Романова это устраивало — и разговор, и чай, и он согласился. Не сидеть же букой несколько часов.
— Мне вот что не понятно в вас, — продолжил президент, принимая чай у бортпроводницы. — Человек с трезвыми взглядами, я бы даже сказал, циничными, а так восторженно смотрите на Запад. Вы думаете, то же англосаксонское государство, откуда мы летим, является добрым дяденькой?
От взрыва чувств Романова Мануйлова спасла чашка горячего чая в руках собеседника. Дмитрий Сергеевич нянчился с ней с капризным ребенком — чай был чересчур горячим и жег руки, а надеяться на небольшой столик было опасно — самолет то и дело потряхивало, чашка могла съехать на пол.
Исхитрившись отпить глоток, Романов сдержанно-зло сказал:
— Сколько ж можно говорить — я сторонник западной цивилизации, и даже не так, я сторонник западного пути развития, а отнюдь не государства. Английское государство, конечно, лучше, чем наше, но не намного. И восторгаться тут нечем. Любое государство — это пресс. И оно, прежде всего, блюдет свои интересы как во внутренней, так и внешней политике. Это даже ваш министр иностранных дел знает.
— Да вы еще и марксист, — с любопытством заметил Мануйлов.
— Да ну вас, — отмахнулся Романов, понимая, что его просто подначивают.

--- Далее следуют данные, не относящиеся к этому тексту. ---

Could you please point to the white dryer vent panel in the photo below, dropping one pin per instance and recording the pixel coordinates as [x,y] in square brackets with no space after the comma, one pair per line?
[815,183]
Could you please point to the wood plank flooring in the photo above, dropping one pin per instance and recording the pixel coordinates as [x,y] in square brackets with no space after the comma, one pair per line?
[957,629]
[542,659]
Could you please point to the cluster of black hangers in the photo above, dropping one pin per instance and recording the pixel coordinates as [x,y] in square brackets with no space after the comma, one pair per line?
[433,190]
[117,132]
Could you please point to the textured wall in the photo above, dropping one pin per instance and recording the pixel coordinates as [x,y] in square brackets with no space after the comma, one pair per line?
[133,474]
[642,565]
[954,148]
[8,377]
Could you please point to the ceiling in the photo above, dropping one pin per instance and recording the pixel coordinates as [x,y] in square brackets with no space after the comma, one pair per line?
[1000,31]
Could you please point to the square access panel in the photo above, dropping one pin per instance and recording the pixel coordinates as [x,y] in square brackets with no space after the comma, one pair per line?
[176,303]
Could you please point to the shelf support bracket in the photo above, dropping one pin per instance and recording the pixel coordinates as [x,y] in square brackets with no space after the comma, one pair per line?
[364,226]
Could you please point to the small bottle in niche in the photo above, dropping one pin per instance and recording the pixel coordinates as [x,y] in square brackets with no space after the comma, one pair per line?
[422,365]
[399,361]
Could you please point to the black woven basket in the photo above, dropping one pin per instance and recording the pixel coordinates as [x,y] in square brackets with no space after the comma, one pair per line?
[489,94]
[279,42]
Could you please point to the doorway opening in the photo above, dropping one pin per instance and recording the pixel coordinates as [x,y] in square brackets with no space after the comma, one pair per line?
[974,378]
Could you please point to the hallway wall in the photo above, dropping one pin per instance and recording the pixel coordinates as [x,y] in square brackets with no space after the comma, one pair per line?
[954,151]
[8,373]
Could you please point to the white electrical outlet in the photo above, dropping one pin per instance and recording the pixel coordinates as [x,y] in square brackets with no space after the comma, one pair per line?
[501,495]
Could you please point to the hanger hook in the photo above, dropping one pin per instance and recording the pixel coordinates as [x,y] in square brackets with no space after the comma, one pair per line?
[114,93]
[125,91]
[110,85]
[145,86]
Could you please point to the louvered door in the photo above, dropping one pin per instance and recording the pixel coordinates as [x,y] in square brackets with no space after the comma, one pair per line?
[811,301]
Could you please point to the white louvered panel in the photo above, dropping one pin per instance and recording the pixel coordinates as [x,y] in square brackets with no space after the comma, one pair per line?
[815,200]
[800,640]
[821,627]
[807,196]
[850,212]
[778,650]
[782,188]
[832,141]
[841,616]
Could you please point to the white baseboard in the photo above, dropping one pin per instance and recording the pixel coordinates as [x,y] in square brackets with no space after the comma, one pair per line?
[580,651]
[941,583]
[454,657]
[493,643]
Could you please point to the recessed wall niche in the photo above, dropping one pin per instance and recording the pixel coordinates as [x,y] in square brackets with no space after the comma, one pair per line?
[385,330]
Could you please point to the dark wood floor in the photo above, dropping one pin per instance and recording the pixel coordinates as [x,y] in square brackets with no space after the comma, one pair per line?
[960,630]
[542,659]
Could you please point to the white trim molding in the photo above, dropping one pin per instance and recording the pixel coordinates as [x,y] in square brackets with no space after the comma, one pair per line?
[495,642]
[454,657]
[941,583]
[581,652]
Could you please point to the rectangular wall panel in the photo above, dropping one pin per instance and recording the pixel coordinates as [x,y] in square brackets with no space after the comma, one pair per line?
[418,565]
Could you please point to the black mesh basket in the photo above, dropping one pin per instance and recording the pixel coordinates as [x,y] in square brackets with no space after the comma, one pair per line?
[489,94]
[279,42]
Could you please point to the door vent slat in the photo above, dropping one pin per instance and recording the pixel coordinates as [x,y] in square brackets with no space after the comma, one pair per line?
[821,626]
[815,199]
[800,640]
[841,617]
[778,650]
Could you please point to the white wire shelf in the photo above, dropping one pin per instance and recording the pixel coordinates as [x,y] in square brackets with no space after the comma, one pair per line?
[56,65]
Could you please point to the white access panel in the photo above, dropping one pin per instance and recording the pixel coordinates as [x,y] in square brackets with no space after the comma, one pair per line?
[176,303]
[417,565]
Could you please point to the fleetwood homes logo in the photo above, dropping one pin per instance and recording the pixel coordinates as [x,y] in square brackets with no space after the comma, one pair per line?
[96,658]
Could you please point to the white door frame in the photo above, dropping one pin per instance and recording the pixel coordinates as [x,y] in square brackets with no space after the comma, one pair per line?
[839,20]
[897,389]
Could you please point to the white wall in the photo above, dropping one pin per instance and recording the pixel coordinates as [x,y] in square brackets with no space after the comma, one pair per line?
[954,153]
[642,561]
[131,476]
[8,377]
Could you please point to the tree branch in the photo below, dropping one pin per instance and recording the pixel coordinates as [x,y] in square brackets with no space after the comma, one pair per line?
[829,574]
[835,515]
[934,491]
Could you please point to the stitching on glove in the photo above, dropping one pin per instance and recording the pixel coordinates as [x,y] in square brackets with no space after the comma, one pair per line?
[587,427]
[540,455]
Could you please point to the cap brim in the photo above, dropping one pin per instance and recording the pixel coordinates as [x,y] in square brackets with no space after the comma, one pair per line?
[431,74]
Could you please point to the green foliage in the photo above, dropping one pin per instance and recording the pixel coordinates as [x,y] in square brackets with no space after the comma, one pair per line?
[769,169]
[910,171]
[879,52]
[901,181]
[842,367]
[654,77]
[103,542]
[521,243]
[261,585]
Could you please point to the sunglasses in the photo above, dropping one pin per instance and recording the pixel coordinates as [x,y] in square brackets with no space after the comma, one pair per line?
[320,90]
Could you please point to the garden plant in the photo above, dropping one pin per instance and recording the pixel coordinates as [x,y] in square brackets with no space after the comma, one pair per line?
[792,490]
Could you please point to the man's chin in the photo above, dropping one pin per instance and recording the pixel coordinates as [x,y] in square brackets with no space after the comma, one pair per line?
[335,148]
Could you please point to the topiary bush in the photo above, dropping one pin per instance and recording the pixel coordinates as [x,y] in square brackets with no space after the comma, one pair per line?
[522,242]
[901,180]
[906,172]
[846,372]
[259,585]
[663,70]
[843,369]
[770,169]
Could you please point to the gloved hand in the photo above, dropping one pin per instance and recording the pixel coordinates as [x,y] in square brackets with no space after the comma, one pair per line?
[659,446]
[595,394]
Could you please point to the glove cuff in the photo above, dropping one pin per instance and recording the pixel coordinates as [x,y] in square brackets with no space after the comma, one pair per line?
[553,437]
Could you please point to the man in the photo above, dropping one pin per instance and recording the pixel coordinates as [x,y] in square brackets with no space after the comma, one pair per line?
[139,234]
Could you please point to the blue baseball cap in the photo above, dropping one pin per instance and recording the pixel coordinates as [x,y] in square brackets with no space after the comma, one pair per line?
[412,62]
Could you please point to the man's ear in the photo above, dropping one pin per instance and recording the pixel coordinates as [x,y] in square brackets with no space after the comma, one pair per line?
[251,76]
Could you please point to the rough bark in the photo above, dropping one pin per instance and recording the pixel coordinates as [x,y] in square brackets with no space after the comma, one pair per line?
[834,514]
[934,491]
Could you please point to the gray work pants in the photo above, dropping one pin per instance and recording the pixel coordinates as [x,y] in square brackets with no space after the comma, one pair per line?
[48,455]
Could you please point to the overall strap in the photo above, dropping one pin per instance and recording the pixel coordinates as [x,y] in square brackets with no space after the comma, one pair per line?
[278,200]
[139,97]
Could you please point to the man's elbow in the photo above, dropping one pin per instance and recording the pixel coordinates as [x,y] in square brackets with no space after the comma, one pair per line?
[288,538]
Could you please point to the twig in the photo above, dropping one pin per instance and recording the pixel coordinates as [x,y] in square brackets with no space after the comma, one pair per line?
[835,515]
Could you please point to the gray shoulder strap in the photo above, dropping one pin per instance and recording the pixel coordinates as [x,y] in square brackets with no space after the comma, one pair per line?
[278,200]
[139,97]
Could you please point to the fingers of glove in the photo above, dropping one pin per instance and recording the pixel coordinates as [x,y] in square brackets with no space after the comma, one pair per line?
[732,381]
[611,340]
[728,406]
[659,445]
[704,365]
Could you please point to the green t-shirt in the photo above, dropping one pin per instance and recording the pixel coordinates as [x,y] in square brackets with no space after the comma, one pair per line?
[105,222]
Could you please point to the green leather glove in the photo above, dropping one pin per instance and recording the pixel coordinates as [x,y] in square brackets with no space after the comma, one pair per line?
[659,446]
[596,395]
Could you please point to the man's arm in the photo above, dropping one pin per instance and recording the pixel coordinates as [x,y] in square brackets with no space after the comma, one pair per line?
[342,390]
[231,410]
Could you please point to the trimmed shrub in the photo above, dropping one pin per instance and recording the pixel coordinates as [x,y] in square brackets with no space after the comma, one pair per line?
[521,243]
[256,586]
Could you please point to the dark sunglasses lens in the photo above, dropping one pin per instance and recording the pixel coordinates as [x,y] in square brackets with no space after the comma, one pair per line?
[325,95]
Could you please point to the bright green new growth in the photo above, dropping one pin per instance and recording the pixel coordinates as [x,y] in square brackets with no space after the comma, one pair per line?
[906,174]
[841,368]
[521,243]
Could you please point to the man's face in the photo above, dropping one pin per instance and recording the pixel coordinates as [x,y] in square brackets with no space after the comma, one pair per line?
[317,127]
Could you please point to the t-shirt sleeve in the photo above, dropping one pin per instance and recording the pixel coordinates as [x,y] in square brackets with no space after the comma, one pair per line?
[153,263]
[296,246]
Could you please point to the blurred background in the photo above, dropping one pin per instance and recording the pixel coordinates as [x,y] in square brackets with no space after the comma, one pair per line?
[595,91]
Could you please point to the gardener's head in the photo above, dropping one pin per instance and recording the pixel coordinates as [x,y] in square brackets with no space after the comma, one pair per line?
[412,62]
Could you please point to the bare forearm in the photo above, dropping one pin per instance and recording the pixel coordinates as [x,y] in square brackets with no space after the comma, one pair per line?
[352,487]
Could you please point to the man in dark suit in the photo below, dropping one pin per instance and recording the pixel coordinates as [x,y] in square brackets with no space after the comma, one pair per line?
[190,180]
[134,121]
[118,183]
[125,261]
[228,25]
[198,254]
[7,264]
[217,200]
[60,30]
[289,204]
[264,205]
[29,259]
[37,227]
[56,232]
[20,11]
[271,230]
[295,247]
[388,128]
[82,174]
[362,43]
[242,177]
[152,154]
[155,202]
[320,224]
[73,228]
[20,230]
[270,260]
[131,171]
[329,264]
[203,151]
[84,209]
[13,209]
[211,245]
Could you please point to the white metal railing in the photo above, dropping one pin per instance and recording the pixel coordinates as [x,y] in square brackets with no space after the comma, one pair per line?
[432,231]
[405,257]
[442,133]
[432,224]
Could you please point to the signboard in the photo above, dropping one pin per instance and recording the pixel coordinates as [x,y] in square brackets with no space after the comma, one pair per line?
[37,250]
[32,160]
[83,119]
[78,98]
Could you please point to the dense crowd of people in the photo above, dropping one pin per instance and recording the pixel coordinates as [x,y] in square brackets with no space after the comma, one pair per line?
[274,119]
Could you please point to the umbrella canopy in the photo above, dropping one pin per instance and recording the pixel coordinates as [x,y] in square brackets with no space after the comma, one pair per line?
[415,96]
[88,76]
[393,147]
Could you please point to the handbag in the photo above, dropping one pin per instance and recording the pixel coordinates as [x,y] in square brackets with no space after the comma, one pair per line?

Мануйлов хмыкнул и заговорил уже серьезно:
— Надо сказать, вы меня удивляете. Я полагал увидеть в вас вздорного восторженного Западом интеллигента, а вы куда сложнее. То есть вы не считаете Английское государство как своего рода паладина в современном мире?
Романов отпил чай.
— Более того, я считаю, что оно готово сейчас подсунуть нам хорошую свинью.
— Вот видите, — едва не встал Мануйлов, — как же с ними теперь общаться.
— А вот тут извините, — не согласился с категорично-отрицательной оценкой президента Дмитрий Сергеевич. — Запад к нам относится не очень хорошо, но Россия, то есть российское правительство, виновато не меньше. Пора уже, наконец, перестать висеть в воздухе — с одной стороны стремится в западное сообщество, а с другой обговаривать свое особое положение. Ведь вы в ходе переговоров не сделали ни одного шага вперед.
Мануйлов не согласился:
— Вам легко говорить. Знаете, теоретические рассуждения хороши, но они, как правило, никак не прилагаются к реальности. Практические отношения в дипломатии совсем другие. Попробовали бы, сразу надорвете.
— Да запросто, — сгоряча ляпнул Дмитрий Сергеевич.
— Ну вот и переходите в МИД, — простодушно предложил Мануйлов.
— Тьфу на вас, — взъярился Романов, — опять вы о своем.
Мануйлов в ответ только иронично заулыбался в чашку. Один — ноль в его пользу.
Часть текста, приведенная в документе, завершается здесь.